Organisasi amal mengadakan makan malam untuk ribuan pasukan yang terpisah dari keluarga mereka, dan warga di seluruh negeri berkumpul untuk "nyanyian kemenangan" dan pesta spontan lainnya untuk merayakan berakhirnya perang. Dalam proklamasi Thanksgiving resminya pada pertengahan November, Presiden Woodrow Wilson mendesak orang Amerika untuk "bersyukur dan bersukacita" di rumah dan di rumah ibadah.
"Semua orang keluar merayakan ledakan patriotik yang hebat ini, dan Anda tidak melihat pejabat kesehatan masyarakat mengatakan 'tinggal di rumah'," kata Tomes.
"Secara psikologis, orang percaya pandemi telah terjadi. Saya pikir Anda melihat banyak orang mengalaminya sekarang."
Advertisement
Terjadi Hingga Gelombang Ketiga
Melihat kasus tersebut, tampaknya jelas bahwa gelombang ketiga pandemi flu Spanyol akan mengikuti musim pertemuan yang akrab dan perayaan publik.
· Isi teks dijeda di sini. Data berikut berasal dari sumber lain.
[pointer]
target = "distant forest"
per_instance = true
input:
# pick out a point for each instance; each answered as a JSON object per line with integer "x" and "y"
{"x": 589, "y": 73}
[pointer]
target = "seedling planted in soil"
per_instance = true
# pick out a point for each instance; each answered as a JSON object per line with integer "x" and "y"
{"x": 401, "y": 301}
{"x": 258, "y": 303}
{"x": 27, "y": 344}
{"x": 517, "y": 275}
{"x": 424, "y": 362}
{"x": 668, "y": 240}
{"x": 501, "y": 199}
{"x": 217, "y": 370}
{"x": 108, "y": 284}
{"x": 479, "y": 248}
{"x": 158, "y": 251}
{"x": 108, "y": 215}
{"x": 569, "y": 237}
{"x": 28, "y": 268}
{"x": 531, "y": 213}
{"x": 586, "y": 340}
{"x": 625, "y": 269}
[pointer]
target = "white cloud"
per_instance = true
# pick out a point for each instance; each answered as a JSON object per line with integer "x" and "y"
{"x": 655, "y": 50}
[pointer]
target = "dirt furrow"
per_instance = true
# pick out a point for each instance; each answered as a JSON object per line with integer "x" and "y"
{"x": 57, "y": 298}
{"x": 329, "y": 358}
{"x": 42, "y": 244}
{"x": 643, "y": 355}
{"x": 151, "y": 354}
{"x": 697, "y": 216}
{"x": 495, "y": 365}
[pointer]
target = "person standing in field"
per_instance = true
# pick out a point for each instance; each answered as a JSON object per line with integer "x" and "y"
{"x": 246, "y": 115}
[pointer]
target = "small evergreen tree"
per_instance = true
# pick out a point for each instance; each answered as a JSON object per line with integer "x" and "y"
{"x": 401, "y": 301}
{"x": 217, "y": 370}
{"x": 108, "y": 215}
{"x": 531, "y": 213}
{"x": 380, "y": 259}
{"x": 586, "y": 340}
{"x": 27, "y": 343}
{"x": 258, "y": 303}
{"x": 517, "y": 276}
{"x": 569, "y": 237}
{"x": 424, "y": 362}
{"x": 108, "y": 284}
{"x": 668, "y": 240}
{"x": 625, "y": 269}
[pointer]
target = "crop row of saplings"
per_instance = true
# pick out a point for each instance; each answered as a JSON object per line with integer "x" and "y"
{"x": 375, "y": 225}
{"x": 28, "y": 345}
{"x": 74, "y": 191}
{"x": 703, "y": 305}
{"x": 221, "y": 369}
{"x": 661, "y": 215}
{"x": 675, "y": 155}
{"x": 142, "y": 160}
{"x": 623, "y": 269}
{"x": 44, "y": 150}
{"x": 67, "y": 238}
Puluhan ribu kasus baru dilaporkan antara Desember 1918 dan April 1919, banyak di antaranya muncul di hotspot metropolitan.
Dalam lima hari pertama Januari 2019, San Francisco melaporkan 1.800 kasus flu dan lebih dari 100 kematian, menurut CDC dan kota-kota besar lainnya seperti New York, Minneapolis, dan Seattle juga terkena dampak yang sama.
Secara keseluruhan, bagaimanapun, lonjakan yang terjadi setelah liburan musim dingin 1918 hampir tidak mematikan seperti lonjakan musim gugur yang mendahuluinya.
Gelombang keempat, yang dimulai pada musim dingin 1919, juga menyaksikan infeksi yang meluas di seluruh AS, meskipun tidak sebanyak musim gugur 1918.
Sulit untuk menarik kesejajaran spesifik dari pandemi itu dengan COVID-19, kata Tomes, karena segala sesuatu tentangnya - dari sifat virus itu sendiri, hingga perang dunia yang memfasilitasi penyebarannya - sama sekali berbeda dengan yang terjadi pada pandemi COVID-19 saat ini.
Bahkan budaya saat itu, yang terus-menerus dilanda ancaman penyakit mematikan seperti tuberkulosis dan demam berdarah, mungkin telah membuat orang Amerika lebih bersedia untuk "menerima bahwa mikroba adalah agen alam yang kuat," kata Tomes.
Risiko harian ini mungkin telah membuat orang Amerika lebih siap secara psikologis untuk jumlah kematian akibat pandemi 100 tahun lalu daripada kita sekarang, tambahnya.
Kasus Melonjak Saat Liburan
Satu hal yang jelas adalah bahwa kasus influenza melonjak setelah musim liburan tahun 1918 dan 1919, seperti halnya infeksi virus corona yang diprediksi akan meningkat lagi pada akhir 2020 dan awal 2021.
Terlepas dari suasana perayaan yang luar biasa setelah perang, beberapa kota akhirnya membatalkan rencana Thanksgiving mereka karena wabah kecil bermunculan.
Ketika pertemuan publik dilarang di Richmond, Indiana, tidak lama sebelum Thanksgiving 1918, seorang reporter di surat kabar lokal menggolongkan liburan yang akan datang sebagai "Thanksgiving yang menyenangkan tanpa ada yang bisa dilakukan."